Nickles keeping political officials guessing


Saturday, June 14th 2003, 12:00 am
By: News On 6


Sen. Don Nickles is keeping political leaders guessing about his 2004 re-election plans, but he's raising money for a race just in case.

Nickles, R-Okla., was scheduled to be in Oklahoma City Monday evening for a fund-raising event at a private home.

In a May 16 letter, he told supporters he would be accompanied to the event by U.S. Commerce Secretary Donald L. Evans and invited them to help host the event or become a member of the ``Senate Club 2004.''

In the letter, Nickles thanked supporters for their past giving and discussed his role as Senate Budget Committee chairman ``working with President Bush to create jobs and grow the economy.''

He also wrote of ``future challenges.''

``With the 2004 election fast approaching, I must begin to prepare now,'' he said.

``I hope I can count on your continued support and look forward to seeing you June 16.''

For months, Nickles has hinted publicly he may not seek re-election, saying he had not even ``decided to decide.''

His stance led to speculation that he was disheartened and considering retirement after not moving up from assistant majority leader to the top Senate spot after Trent Lott was forced out.

Aides insist that is not so and say Nickles is relishing his role as budget chairman, getting along fine with Sen. Bill Frist, R-Tenn., the new majority leader.

Prior to the Oklahoma fund-raiser, Nickles and Evans will take part in the dedication of the Reed Center, a conference complex near Tinker Air Force Base and Rose State College in Midwest City.

In a June 12 news release from Nickles' office, Evans was called a major player in Bush's effort to ``boost the economy and create good-paying jobs in Oklahoma and across the nation.''

Despite Nickles' activities, Democratic state Chairman Jay Parmley says he thinks the Ponca City native will not run for a fifth six-year term.

``My money is that he won't,'' Parmley said, arguing Nickles' votes against the 2002 farm bill and the recently passed child care tax credit make him vulnerable. Nickles also no longer owns a home in the state.

Wishful thinking, says Gary Jones, state Republican chairman, who points to Nickles popularity. Democrats gave him a pass for a fourth term in 1998.

That year, Nickles got 66.4 percent of the vote against Democrat Don E. Carroll and two independents. Carroll, a political unknown, had been forced into a runoff by a candidate who died before the election.

Jones says he doesn't know what Nickles will do for sure. ``I wish I knew. I would like to see him continue to run. It would be good for the country, good for the state and, quite honestly, good for the party.''

Another sign that Nickles might run again is the lack of significant political maneuvering by major Republicans who might seek to replace him.

If Nickles bowed out, Jones said Oklahoma City Mayor Kirk Humphries is among the obvious possible GOP candidates. Others mentioned include Lt. Gov. Mary Fallin, former Reps. J.C. Watts and Tom Coburn and current Rep. Ernest Istook and other members of the Republican delegation.

Parmley said Democratic Rep. Brad Carson of Muskogee has expressed an interest, whether or not Nickles runs again.

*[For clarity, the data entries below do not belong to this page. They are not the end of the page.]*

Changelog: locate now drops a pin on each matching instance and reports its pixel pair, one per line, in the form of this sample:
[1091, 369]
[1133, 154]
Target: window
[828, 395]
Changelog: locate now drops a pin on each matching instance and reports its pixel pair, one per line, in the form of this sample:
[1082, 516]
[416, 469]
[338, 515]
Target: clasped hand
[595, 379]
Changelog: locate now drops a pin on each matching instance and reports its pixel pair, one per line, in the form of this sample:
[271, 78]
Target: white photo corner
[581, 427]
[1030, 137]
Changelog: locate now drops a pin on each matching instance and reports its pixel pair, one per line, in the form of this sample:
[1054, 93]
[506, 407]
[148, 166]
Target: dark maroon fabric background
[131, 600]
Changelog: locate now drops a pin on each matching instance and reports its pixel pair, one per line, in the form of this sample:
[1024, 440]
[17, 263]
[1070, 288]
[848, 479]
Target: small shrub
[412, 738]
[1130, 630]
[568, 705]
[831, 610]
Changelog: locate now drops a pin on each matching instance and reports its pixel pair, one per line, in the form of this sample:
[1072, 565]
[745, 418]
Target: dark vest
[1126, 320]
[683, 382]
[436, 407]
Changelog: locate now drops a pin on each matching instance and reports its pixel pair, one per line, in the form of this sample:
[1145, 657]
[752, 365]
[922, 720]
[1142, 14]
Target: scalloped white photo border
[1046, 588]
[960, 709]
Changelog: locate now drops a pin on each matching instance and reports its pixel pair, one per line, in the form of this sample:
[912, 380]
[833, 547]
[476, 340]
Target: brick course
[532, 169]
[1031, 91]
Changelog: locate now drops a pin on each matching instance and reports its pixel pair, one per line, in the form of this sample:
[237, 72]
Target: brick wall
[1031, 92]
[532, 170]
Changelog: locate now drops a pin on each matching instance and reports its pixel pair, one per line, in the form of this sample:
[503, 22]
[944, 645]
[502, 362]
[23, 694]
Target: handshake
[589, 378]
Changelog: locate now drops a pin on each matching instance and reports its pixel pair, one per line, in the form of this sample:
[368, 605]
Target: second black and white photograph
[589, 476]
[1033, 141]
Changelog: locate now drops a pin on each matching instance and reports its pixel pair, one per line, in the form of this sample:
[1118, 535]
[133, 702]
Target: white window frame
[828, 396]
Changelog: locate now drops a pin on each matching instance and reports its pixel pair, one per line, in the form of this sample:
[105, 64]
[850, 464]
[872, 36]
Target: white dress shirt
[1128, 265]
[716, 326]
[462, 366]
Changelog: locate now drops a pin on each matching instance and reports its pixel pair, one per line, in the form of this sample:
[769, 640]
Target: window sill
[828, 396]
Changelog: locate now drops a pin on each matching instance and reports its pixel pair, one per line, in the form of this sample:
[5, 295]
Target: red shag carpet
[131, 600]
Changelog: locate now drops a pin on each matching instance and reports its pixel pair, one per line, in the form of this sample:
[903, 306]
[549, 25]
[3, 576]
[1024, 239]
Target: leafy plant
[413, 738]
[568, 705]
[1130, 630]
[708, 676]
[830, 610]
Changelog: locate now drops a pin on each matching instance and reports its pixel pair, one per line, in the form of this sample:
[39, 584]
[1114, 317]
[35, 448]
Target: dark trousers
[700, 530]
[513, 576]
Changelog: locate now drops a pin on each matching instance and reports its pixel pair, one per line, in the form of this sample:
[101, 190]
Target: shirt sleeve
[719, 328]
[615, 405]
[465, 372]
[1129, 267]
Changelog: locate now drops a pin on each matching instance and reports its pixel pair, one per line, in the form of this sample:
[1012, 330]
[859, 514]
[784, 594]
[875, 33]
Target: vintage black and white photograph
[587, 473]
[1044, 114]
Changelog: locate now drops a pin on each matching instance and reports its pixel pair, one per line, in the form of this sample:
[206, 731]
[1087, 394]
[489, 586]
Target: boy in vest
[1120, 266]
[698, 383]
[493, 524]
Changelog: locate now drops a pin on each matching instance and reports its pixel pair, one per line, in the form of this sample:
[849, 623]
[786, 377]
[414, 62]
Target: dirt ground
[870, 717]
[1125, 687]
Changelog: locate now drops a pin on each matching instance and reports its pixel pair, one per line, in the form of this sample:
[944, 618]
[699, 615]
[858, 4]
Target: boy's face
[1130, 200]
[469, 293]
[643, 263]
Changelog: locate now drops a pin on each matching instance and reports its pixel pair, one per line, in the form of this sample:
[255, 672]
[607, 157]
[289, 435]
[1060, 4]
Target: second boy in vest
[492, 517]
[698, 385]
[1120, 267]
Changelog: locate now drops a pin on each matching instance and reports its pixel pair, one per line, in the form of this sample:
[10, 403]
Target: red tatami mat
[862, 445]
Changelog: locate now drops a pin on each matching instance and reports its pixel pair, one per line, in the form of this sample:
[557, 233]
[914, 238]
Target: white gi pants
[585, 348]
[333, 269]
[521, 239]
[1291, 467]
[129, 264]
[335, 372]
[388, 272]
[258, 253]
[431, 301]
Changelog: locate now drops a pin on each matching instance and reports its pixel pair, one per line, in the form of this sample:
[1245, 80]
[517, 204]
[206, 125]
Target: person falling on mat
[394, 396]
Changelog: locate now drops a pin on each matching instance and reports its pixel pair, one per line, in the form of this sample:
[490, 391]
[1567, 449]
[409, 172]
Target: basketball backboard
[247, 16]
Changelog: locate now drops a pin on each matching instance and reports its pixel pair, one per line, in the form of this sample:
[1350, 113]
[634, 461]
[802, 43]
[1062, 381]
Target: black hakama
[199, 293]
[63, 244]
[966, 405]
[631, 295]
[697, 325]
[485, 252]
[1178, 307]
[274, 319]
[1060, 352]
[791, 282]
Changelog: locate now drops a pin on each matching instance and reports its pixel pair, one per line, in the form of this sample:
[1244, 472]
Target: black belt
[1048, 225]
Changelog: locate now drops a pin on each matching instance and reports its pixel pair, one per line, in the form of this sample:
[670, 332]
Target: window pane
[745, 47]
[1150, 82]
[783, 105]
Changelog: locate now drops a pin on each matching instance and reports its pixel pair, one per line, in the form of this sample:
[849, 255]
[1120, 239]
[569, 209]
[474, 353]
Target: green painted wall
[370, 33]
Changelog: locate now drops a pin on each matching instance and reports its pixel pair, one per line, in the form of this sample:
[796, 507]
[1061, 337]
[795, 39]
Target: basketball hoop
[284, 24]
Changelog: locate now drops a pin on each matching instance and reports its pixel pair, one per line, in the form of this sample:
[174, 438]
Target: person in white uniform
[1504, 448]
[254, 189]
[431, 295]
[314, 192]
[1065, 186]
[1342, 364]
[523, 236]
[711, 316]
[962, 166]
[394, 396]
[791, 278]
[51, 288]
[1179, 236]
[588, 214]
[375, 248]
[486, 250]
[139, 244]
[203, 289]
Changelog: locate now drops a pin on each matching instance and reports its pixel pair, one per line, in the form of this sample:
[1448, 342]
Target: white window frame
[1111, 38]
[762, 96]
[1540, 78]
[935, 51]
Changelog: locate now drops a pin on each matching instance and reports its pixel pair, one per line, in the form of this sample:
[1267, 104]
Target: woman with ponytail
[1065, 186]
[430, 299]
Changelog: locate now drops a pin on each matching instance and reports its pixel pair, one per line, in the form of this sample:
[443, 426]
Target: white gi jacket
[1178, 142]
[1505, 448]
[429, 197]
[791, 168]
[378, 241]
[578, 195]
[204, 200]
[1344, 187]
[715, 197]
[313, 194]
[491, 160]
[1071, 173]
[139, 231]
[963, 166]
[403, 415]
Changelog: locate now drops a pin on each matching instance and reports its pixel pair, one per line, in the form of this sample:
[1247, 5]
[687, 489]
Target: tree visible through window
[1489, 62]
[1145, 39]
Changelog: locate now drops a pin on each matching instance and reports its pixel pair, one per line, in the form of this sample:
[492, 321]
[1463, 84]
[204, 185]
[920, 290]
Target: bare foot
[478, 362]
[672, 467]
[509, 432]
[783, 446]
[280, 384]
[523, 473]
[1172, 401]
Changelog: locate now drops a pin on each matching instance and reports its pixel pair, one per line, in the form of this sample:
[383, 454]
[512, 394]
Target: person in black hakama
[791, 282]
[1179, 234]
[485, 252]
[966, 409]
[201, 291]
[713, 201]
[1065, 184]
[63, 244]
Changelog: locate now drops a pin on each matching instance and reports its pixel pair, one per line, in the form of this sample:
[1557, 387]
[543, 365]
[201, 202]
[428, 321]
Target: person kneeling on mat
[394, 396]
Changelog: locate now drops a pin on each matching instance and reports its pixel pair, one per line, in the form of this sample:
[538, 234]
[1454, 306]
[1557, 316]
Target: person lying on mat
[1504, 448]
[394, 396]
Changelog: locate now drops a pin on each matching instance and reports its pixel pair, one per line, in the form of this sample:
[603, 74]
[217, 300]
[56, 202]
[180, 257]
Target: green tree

If Nickles is not on the scene, Parmley said three or four other well-known Democrats could get into the race, and ``I think we will have an excellent chance of winning.''

As a big vote-getter, Jones said Nickles' decision could have a big impact on the 2004 election, which will feature an all-out effort by the GOP to take over the state House.

He thinks the GOP will hold onto the U.S. Senate seat in any event, but with Nickles on the ballot, ``I think the Democrats have no aspirations for winning.''

Jones says Republicans' hopes for gains in 2004 have been lifted by last week's special election in state Senate District 7, where little-known Republican Jess Davis of McAlester got 45 percent of the vote in losing to Richard Lerblance, a freshmen state representative from Hartshorne.

It shows people in the district ``are ready for a change,'' said Jones, noting that Democrats outnumber Republicans 7-1 in the district.

For decades, the district was represented in the Senate by Democrat Gene Stipe of McAlester, who resigned and pleaded guilty to giving excessive campaign contributions to Democrat Walt Roberts' congressional campaign.

Parmley said he was surprised the contest was as close as it was. He added that Lerblance was hurt by a tough primary race and a turnout for a special election that is never as high as a general election.

``It was still a 9 to 10 point win. It's not like we barely scraped by,'' he said.